The timing of this announcement is particularly relevant as easyJet navigates a challenging operational environment marked by fluctuating demand in the airline sector and ongoing recovery from the impacts of the COVID-19 pandemic. The decision to change auditors may also be perceived as a proactive measure to enhance transparency and investor confidence, especially in light of the heightened scrutiny that airlines face regarding financial reporting and risk management. The competitive tender process indicates a commitment to securing a robust auditing framework that aligns with the company’s evolving financial landscape.

From a financial perspective, easyJet's market capitalisation currently stands at approximately £3.2 billion.
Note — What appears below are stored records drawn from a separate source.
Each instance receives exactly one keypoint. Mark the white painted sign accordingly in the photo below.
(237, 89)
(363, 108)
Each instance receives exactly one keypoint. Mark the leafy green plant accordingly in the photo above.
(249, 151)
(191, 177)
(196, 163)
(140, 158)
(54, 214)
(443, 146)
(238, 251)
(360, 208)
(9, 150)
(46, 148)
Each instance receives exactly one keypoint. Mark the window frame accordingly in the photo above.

The company has been actively managing its capital structure, which includes a cash balance of £1.1 billion as of its last quarterly report, with a burn rate that has varied significantly due to seasonal fluctuations in travel demand. While the current cash position appears adequate for ongoing operational needs, the transition to a new auditor could necessitate additional resources for compliance and reporting adjustments, particularly as Deloitte assumes its role. The absence of any immediate capital raises or share issuances in the recent past suggests that easyJet is not currently facing acute funding pressures, although the potential for future dilution remains a consideration as the company continues to recover from the pandemic's effects.
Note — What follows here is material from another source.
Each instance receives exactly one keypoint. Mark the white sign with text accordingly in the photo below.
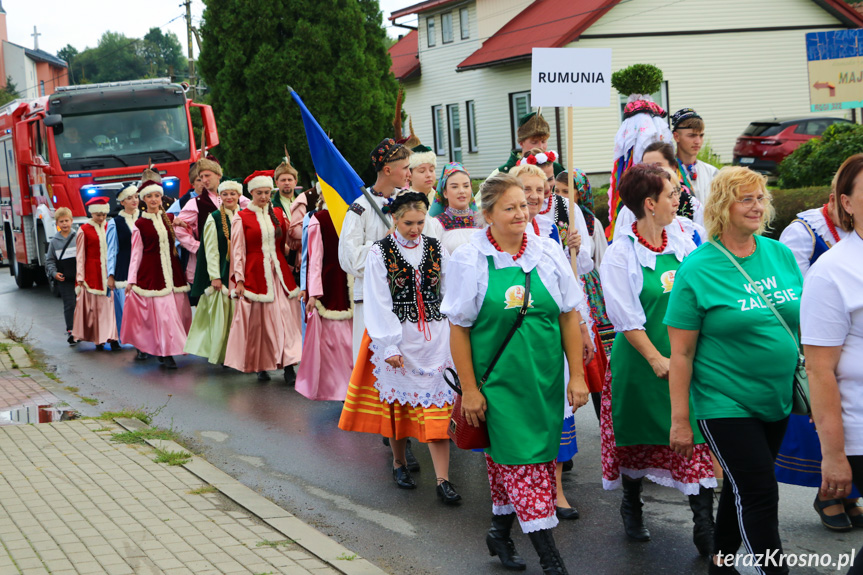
(571, 77)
In terms of valuation, easyJet's enterprise value is estimated to be around £4 billion, which translates to an EV/EBITDA multiple that is competitive within the airline sector. For comparative analysis, direct peers such as Ryanair Holdings plc (LSE: RYA) and International Airlines Group (LSE: IAG) provide useful benchmarks. Ryanair, with a market capitalisation of approximately £18 billion, trades at an EV/EBITDA multiple of around 8.5x, while IAG, with a market cap of £10 billion, trades at approximately 6.5x. In contrast, easyJet's current EV/EBITDA multiple is estimated at 5.2x, suggesting that the market may be pricing in a higher risk premium due to its operational challenges and recovery trajectory. This valuation disparity highlights an opportunity for investors, contingent upon successful execution of its recovery strategy and operational improvements.

The execution track record of easyJet has been mixed, with management historically facing challenges in meeting operational targets and timelines, particularly during the pandemic. The change in auditors could signal a shift towards greater accountability and improved oversight, which may enhance investor confidence moving forward. However, the airline industry remains fraught with risks, including fluctuating fuel prices, regulatory changes, and potential shifts in consumer demand as economic conditions evolve. One specific risk highlighted by this announcement is the potential for increased scrutiny from regulators and investors as Deloitte steps into its new role, which may lead to more rigorous financial reporting requirements.

Looking ahead, the next measurable catalyst for easyJet will be the proposal to appoint Deloitte as the new auditor at the Annual General Meeting in 2027. This event will be closely watched by investors as it will mark the official transition to a new auditing framework and could provide insights into the company's strategic direction and governance practices. The timeline for this transition is relatively distant, but it underscores the importance of maintaining robust financial oversight during a critical recovery phase for the airline.

In conclusion, the announcement regarding the change of auditor at easyJet is classified as routine. While it does not materially alter the company's valuation or operational outlook, it reflects a strategic decision to enhance governance and oversight in a challenging environment. The potential for improved transparency and investor confidence is a positive development, but the underlying risks associated with the airline industry remain significant. Overall, this change is unlikely to have an immediate impact on easyJet's financial metrics or market positioning, but it does set the stage for future improvements in governance and operational execution.